"It seems to me like you may be confusing implementation with native product capability - if unpublishing things (intentionally, or otherwise) leaves you with faulty navigation then, in my opinion, that it a fault of the implementation. Perhaps I'm missing some context from your description of the problem, but that would be my take on the situation (as an SDL employee, and an experience, certified Tridion consultant). "
Faulty implementation. That's a good one! I understand completely that you
missed some context here... Granted, my tweets were brief, but as you might know that's the nature of Twitter... If you're really the consultant like you say you are, it might have been a better idea to approach unsatisfied users of the product you're promoting, differently.
My latest Tridion horror had nothing to do with implementation.

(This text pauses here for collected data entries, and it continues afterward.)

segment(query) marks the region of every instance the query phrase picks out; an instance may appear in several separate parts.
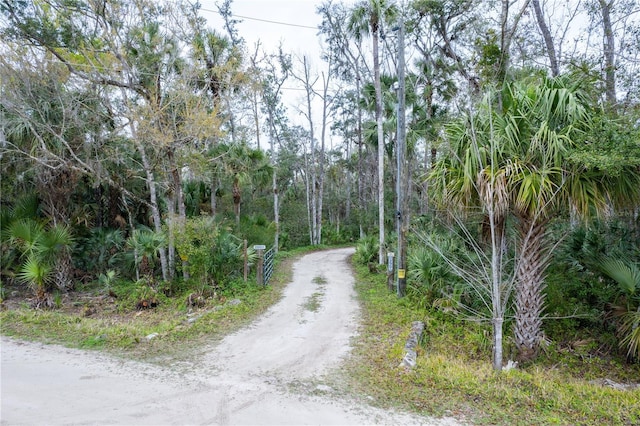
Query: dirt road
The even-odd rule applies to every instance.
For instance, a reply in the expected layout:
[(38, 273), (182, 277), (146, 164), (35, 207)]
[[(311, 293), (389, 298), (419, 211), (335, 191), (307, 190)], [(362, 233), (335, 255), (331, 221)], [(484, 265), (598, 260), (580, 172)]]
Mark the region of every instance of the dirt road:
[(356, 335), (351, 253), (301, 258), (278, 304), (193, 365), (156, 366), (2, 338), (0, 422), (456, 424), (373, 408), (323, 385)]

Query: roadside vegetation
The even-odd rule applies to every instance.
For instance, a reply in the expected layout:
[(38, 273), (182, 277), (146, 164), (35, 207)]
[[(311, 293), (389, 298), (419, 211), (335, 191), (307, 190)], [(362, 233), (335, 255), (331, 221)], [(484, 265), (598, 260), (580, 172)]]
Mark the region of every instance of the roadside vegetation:
[[(381, 406), (471, 424), (638, 424), (640, 364), (627, 358), (627, 346), (620, 345), (615, 315), (627, 295), (587, 261), (601, 250), (613, 250), (601, 245), (604, 229), (597, 229), (577, 228), (550, 265), (550, 318), (543, 323), (545, 343), (537, 358), (500, 373), (491, 364), (491, 323), (470, 315), (463, 305), (476, 312), (483, 307), (470, 286), (433, 261), (436, 252), (416, 249), (408, 294), (399, 299), (388, 291), (386, 274), (371, 272), (363, 262), (366, 253), (377, 253), (363, 241), (354, 256), (363, 326), (347, 365), (352, 391)], [(450, 247), (457, 246), (459, 236), (448, 237)], [(505, 354), (514, 360), (512, 308), (507, 316)], [(413, 321), (426, 327), (417, 365), (405, 369), (400, 361)]]
[[(0, 311), (4, 335), (68, 347), (105, 350), (124, 357), (180, 359), (247, 325), (280, 299), (291, 279), (291, 264), (305, 250), (281, 252), (269, 285), (236, 279), (214, 293), (185, 285), (166, 295), (155, 292), (157, 305), (137, 309), (136, 282), (114, 279), (82, 286), (74, 293), (54, 296), (55, 307), (34, 310), (19, 287)], [(24, 289), (22, 289), (24, 290)]]

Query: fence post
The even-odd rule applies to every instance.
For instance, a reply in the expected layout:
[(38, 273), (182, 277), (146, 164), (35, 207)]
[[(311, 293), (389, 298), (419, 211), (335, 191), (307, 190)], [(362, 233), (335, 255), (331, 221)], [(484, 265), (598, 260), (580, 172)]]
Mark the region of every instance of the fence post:
[(389, 292), (393, 292), (394, 287), (394, 274), (393, 274), (393, 258), (395, 257), (395, 253), (389, 252), (387, 253), (387, 288)]
[(247, 257), (247, 240), (243, 241), (243, 254), (244, 254), (244, 282), (247, 282), (247, 276), (249, 275), (249, 258)]
[(264, 249), (267, 248), (264, 245), (253, 246), (253, 249), (258, 255), (258, 266), (256, 268), (256, 281), (258, 285), (264, 285)]

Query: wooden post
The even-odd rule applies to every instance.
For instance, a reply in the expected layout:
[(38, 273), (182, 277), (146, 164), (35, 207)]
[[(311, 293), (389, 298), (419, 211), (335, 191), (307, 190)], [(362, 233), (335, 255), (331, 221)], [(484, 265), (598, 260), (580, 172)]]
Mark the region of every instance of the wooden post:
[(244, 254), (244, 282), (247, 282), (247, 276), (249, 275), (249, 258), (247, 256), (247, 240), (243, 241), (243, 254)]
[(253, 249), (258, 254), (258, 266), (256, 269), (256, 281), (258, 285), (264, 285), (264, 249), (266, 246), (256, 245)]
[(389, 292), (393, 292), (393, 287), (395, 284), (395, 276), (393, 274), (394, 264), (393, 258), (395, 257), (395, 253), (389, 252), (387, 253), (387, 288)]

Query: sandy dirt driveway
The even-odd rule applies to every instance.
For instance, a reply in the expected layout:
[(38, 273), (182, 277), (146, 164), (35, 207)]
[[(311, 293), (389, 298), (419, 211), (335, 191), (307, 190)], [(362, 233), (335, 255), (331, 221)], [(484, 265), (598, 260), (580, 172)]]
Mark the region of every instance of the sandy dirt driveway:
[(357, 331), (352, 253), (302, 257), (279, 303), (193, 364), (150, 365), (3, 337), (1, 424), (456, 424), (370, 407), (323, 385)]

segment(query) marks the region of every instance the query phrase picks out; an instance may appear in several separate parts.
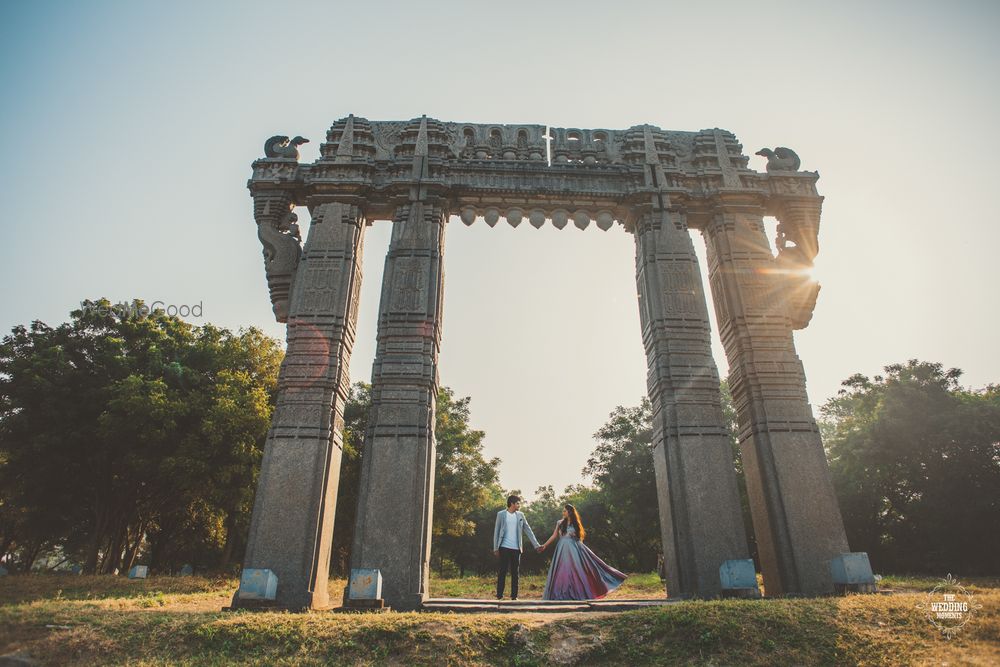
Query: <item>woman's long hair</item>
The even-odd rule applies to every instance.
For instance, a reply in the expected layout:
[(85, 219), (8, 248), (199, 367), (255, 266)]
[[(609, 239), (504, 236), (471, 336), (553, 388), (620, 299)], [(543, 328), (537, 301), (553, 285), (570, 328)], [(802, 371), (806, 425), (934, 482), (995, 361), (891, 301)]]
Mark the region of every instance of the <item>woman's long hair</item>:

The tool kept crashing and crashing two days in a row, even though IT was working on it 24/7 and hardware was running correctly. And don't get me started on usability. Editors have to find workarounds themselves to 'overcome' obscure code that seems to appear all over the place. User obscure techy jargon such as 'scheme's' (the irony!) and other frightfully unclear English terminology are just the tip of the iceberg.
And interface, horrific! Not a single preview mode represents what you'll be confronted with front-end... Always a big surprise what will turn up next on your site . I won't refer to the legal repercussions if one day some content item or graphic won't render correctly and no one notices it....
After Websphere I think Tridion is the most user unfriendly CMS I've ever worked with!
To conclude, what amazes me, is that after being in the content business for 10 years now, using tables in CMS editing modules still is a nightmare. A trip down horror lane! I have to admit that this is not exclusive to Tridion. Any which CMS I've worked with has the same trouble. In Tridion's case (and other 'not open source' software), however, I find this uncanny and utterly unacceptable considering the fact that large amounts of money have to be paid for CMS software licenses, its implementation and keeping it running.